31 March 2022: Textbook Updates

We have posted updates of the following topics:

Bone marrow neoplastic > Bone marrow – neoplastic myeloid > Other AML entities defined by the WHO > AML with myelodysplasia related changes
by Srishti Gupta, M.B.B.S., M.D., Elizabeth Courville, M.D.
Topic summary: ≥ 20% myeloid blasts in the blood or bone marrow with 1 or more of the following: features of myelodysplasia, prior history of myelodysplastic syndrome (MDS) or MDS / myeloproliferative neoplasm (MPN) or MDS related cytogenetic abnormalities. Commonly presents with severe pancytopenia. Generally poorer prognosis with lower remission rates and shorter overall survival than other AML subtypes. Diagnosis of AML-MRC solely based on multilineage dysplasia or previously untreated MDS or MDS / MPN have significantly better outcomes than those with MDS defining cytogenetic abnormalities or disease secondary to a previously treated MDS or MDS / MPN.

Eye > Conjunctiva > Epithelial tumors > Conjunctival intraepithelial neoplasia
by Nfn/Fnu Kiran, M.D., Pia Mendoza, M.D.
Topic summary: Spectrum of abnormal growth of atypical squamous epithelial cells of the conjunctiva; graded based on thickness of epithelial involvement. Estimated incidence is 17 – 20 cases per 1 million person years. Incidence rate varies worldwide; highest rates in Africa (3.4 cases per 100,000 per year in Zimbabwe). Appears to be multifactorial, involving a variety of environmental factors in a susceptible host. Recurrence associated with higher grade lesions, tumors, advanced American Joint Committee on Cancer (AJCC) T category and positive margins. Treatment: surgical excision using a no touch technique with 2 – 4 mm margins, alcohol application and supplemental surgical margin cryotherapy.
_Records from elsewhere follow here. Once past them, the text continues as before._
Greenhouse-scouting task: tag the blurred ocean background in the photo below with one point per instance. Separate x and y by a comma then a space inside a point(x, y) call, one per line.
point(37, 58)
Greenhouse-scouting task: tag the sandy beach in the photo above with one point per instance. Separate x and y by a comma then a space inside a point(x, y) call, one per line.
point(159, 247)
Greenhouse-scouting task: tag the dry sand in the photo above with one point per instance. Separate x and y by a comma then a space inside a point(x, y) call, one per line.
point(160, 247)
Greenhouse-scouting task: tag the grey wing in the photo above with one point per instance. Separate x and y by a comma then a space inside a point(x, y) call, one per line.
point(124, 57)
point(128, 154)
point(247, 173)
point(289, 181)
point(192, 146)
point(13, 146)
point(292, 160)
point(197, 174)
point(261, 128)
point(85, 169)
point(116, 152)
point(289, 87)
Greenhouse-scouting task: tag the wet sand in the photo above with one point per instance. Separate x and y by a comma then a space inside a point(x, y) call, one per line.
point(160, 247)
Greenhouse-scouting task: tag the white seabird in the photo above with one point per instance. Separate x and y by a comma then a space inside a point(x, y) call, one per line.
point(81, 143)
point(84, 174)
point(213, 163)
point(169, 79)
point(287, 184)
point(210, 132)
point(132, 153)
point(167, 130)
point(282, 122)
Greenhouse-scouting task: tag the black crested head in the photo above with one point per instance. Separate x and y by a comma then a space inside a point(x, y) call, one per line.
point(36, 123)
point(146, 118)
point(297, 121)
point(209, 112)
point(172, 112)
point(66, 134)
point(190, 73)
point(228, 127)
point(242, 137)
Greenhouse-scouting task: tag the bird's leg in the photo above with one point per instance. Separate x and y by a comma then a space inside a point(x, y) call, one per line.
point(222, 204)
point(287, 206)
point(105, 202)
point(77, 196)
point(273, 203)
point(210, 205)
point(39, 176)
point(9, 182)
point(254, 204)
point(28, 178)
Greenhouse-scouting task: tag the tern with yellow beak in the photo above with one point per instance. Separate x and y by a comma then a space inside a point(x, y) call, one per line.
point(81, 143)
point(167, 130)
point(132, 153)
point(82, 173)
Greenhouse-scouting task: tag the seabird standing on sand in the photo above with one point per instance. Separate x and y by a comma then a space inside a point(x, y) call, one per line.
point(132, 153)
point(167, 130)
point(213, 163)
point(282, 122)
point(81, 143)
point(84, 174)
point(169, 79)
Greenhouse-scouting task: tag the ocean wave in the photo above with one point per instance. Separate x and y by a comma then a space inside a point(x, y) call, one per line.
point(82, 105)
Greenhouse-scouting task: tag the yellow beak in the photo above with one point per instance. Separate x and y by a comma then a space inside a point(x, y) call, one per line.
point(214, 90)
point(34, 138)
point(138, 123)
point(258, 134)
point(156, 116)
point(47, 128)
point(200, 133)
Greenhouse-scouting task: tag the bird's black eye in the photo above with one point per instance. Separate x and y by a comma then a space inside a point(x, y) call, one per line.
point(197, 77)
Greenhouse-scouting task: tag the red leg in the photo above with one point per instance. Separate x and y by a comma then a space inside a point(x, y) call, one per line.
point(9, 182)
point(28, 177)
Kidney tumor > Benign adult tumors > Juxtaglomerular cell tumor
by Alcino Pires Gama, M.D., Bonnie Choy, M.D.
Topic summary: Rare renin secreting tumor arising from the specialized smooth muscle cells of the glomerular afferent arteriole in the renal juxtaglomerular apparatus. Frequently associated with severe and poorly controlled hypertension, hypokalemia and hyperaldosteronism secondary to tumor renin secretion. Seen in young adults (20 – 35 years) but has been reported in children and older adults. 90% of patients will become normotensive following tumor resection. 10% remain mildly hypertensive despite surgical resection. Treatment: surgical resection – partial or total nephrectomy.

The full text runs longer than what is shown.